Additionally, the three commonly used Ca2+ chelating compounds citrate, DTPA (diethylene triamine pentaacetic acid) and HEDP (1-hydroxyethylidene-1, 1-diphosphonic acid) were studied with regard to their impact on protease and amylase stability in buffer and in a model liquid detergent. Enzyme stability was characterized by differential scanning calorimetry (DSC) and activity studies and correlated to the chelator Ca2+ interaction properties. The results show that a chelating agent’s ability to reduce water hardness and its Ca2+ affinity are in reality two separate aspects in the context of their use in liquid detergents. In the presence of DTPA, which binds Ca2+ strongly, stoichiometric surplus of free Ca2+ is required to re-establish amylase and protease stability to that of a formulation without DTPA. For the weaker chelators HEDP and citrate, enzyme stability depends on the total concentration of Ca2+ and not stoichiometric balancing. The results underline the importance of Ca2+ in liquid detergent formulation and suggest how proper balancing of small amounts of chelating agents and Ca2+ can be used to improve overall enzyme stability.
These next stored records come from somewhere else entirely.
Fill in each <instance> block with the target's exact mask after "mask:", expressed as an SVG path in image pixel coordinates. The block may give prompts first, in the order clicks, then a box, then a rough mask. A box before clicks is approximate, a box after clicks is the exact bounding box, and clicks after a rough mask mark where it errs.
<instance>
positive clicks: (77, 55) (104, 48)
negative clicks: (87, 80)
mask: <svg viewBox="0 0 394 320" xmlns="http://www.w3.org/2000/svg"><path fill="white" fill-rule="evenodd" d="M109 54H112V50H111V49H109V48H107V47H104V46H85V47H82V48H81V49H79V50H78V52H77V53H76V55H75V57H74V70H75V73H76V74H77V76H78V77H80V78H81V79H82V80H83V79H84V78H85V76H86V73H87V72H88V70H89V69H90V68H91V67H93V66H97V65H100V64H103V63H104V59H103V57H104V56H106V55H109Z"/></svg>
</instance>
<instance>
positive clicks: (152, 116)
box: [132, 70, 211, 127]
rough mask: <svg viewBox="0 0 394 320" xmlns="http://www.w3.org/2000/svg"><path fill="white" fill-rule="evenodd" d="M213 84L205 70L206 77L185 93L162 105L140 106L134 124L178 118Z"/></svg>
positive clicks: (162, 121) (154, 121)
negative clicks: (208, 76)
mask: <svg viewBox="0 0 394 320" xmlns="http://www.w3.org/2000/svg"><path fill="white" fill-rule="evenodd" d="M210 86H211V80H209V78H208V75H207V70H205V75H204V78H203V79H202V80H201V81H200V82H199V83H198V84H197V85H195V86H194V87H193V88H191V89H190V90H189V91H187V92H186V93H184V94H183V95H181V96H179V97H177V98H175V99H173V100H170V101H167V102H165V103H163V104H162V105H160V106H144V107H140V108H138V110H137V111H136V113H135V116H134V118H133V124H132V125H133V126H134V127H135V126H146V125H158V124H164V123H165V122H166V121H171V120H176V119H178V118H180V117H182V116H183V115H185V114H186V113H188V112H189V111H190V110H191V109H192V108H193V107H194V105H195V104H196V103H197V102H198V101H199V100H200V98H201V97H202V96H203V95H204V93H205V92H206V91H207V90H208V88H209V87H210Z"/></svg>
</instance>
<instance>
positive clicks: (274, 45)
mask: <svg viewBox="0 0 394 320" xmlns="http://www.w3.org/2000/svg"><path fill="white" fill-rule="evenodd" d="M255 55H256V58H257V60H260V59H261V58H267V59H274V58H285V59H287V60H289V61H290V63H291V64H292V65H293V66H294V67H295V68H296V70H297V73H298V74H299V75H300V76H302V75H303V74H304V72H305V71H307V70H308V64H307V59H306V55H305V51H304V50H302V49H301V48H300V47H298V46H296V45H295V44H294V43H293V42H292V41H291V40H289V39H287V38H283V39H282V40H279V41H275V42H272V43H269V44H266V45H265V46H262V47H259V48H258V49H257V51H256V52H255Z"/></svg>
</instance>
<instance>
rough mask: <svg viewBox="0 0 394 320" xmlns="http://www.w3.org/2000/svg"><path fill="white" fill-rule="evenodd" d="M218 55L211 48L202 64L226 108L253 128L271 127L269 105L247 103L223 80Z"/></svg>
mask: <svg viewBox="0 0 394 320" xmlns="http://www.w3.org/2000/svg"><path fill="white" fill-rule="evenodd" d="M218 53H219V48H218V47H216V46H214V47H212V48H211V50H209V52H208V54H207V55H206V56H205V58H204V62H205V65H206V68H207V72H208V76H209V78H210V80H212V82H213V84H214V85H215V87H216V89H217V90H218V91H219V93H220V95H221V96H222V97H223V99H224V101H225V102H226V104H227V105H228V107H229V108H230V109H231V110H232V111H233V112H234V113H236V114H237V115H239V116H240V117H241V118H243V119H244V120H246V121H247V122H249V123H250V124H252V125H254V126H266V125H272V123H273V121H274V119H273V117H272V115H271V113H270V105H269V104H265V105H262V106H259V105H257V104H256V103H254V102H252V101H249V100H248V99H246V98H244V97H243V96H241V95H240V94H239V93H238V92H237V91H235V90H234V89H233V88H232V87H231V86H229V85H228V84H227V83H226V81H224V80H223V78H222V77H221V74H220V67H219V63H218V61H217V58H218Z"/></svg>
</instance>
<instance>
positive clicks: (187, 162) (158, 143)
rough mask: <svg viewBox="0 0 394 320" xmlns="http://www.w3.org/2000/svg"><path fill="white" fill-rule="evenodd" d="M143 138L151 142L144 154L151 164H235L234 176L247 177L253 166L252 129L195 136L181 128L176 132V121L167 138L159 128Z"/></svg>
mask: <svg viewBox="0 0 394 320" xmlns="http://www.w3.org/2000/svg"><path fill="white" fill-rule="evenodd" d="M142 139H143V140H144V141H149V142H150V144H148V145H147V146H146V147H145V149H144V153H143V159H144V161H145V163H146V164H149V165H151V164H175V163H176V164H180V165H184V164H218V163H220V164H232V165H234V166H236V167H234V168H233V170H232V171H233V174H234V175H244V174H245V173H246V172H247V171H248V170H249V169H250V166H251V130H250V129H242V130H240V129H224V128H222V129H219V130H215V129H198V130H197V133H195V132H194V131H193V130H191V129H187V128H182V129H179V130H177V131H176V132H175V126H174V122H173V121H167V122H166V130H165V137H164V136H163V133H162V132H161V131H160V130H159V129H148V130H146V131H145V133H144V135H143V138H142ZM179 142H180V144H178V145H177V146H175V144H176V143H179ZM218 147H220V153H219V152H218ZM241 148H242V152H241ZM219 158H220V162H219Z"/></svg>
A common denominator for the three enzymes studied in this thesis is that they have been found to irreversible unfold in liquid detergents. Based on this finding, and by the use of DSC, the thermal unfolding transitions for the amylase and protease were shown to be fully kinetically controlled, following a well described two-state kinetic model. Using the model the kinetic parameters describing the transitions (rate constant (k), activation energy (EA), and Tmax) were determined for each of the enzymes in buffer and detergent-containing solutions. A modelling study was then carried out to determine the possibility of predicting enzyme half-life by extrapolating the kinetic parameters obtained at the transition unfolding temperature to more realistic storage temperatures. Using this approach the stability of the protease was found to be surprisingly predictable when correlated to actual incubation studies, whereas the prediction for the amylase surpassed the actual storage stability data by several orders of magnitude. Possible explanations for the apparent discrepancies are discussed.
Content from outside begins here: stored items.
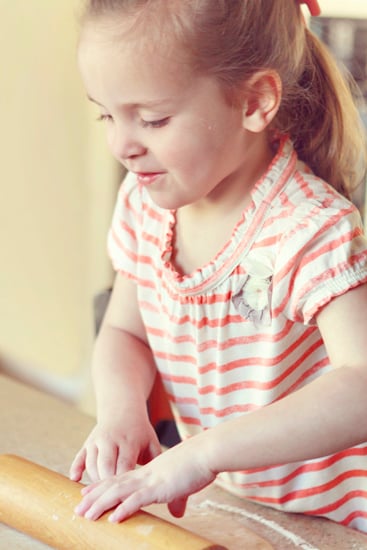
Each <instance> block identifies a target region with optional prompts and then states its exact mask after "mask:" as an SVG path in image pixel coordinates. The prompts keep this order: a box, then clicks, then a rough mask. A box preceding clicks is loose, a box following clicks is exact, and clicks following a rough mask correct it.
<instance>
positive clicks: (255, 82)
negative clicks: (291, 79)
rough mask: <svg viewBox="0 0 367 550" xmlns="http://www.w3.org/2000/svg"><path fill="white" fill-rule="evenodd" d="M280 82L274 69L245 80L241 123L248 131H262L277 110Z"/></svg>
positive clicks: (281, 96) (280, 94)
mask: <svg viewBox="0 0 367 550" xmlns="http://www.w3.org/2000/svg"><path fill="white" fill-rule="evenodd" d="M281 98H282V83H281V80H280V77H279V75H278V73H277V72H276V71H272V70H270V69H269V70H264V71H259V72H257V73H255V74H254V76H253V77H252V78H251V79H250V80H249V81H247V82H246V95H245V101H244V104H243V111H242V112H243V117H242V125H243V127H244V128H245V129H246V130H249V131H250V132H256V133H259V132H262V130H264V129H265V128H266V127H267V126H268V125H269V124H270V122H271V121H272V120H273V118H274V117H275V115H276V114H277V112H278V109H279V105H280V101H281Z"/></svg>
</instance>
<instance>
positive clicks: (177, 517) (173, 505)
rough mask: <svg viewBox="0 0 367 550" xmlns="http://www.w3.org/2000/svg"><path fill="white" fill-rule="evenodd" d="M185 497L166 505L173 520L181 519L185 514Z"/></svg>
mask: <svg viewBox="0 0 367 550" xmlns="http://www.w3.org/2000/svg"><path fill="white" fill-rule="evenodd" d="M186 504H187V497H183V498H176V499H175V500H172V502H169V503H168V510H169V511H170V512H171V514H172V515H173V516H174V517H175V518H182V516H183V515H184V513H185V510H186Z"/></svg>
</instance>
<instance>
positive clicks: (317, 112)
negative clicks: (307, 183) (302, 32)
mask: <svg viewBox="0 0 367 550" xmlns="http://www.w3.org/2000/svg"><path fill="white" fill-rule="evenodd" d="M305 33H306V35H305V37H306V47H305V56H304V66H303V72H302V74H301V77H300V78H299V80H298V86H297V88H298V89H297V88H296V89H295V93H294V95H293V98H292V95H291V96H290V98H289V99H288V100H286V102H285V104H284V106H283V107H282V108H281V110H280V113H279V121H278V123H279V126H280V127H279V130H283V131H284V130H285V131H287V132H288V133H289V135H290V137H291V139H292V141H293V143H294V146H295V149H296V151H297V153H298V156H299V158H300V159H302V160H303V161H304V162H306V164H308V166H309V167H310V168H311V169H312V171H313V172H314V173H315V174H316V175H317V176H319V177H321V178H322V179H324V180H325V181H327V182H328V183H330V184H331V185H332V186H333V187H335V189H337V190H338V191H339V192H340V193H342V194H344V195H345V196H347V197H350V195H351V192H352V191H353V190H354V189H355V188H356V187H358V185H360V184H361V183H362V182H363V181H364V179H365V175H366V165H367V155H366V134H365V129H364V127H363V125H362V122H361V117H360V115H359V113H358V109H357V105H356V102H355V100H357V98H358V97H361V94H360V92H359V91H358V89H357V86H356V84H355V83H354V81H353V79H352V78H351V77H349V78H348V77H347V75H346V76H343V74H342V73H341V70H340V69H339V67H338V66H337V64H336V62H335V60H334V58H333V57H332V55H331V54H330V53H329V51H328V49H327V47H326V46H324V45H323V44H322V43H321V41H320V40H319V39H318V38H317V37H316V36H315V35H314V34H313V33H311V32H310V31H309V30H308V29H305Z"/></svg>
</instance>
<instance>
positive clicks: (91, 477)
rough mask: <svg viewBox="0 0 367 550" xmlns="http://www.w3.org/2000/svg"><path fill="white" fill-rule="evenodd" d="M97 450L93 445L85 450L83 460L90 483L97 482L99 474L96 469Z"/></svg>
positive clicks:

Finally, one important, and yet unsolved aspect of protein-surfactant interactions is concerned with the nature of the surfactant species leading to protein unfolding: is it the surfactant monomer or the surfactant micelles that are causing unfolding of proteins? Results obtained with a protease in dilute surfactant solutions below, at, and above the critical micelle concentration (CMC) suggest that the surfactant monomer is the primary unfolding agent. In relation to these results it is shown how co-addition of non-ionic surfactants to concentrated anionic surfactant solutions significantly enhances enzyme thermal stability, presumably by decreasing the concentration of surfactant monomers that can interact with the proteins.
In conclusion, the work presented reviews the complexity involved when dealing with stability of proteins in complex matrices such as liquid laundry detergents. DSC, contrary to many other commonly used protein characterization techniques, can be successfully used to examine the impact of the most important detergent components (i.e. surfactants, proteases, calcium and chelators).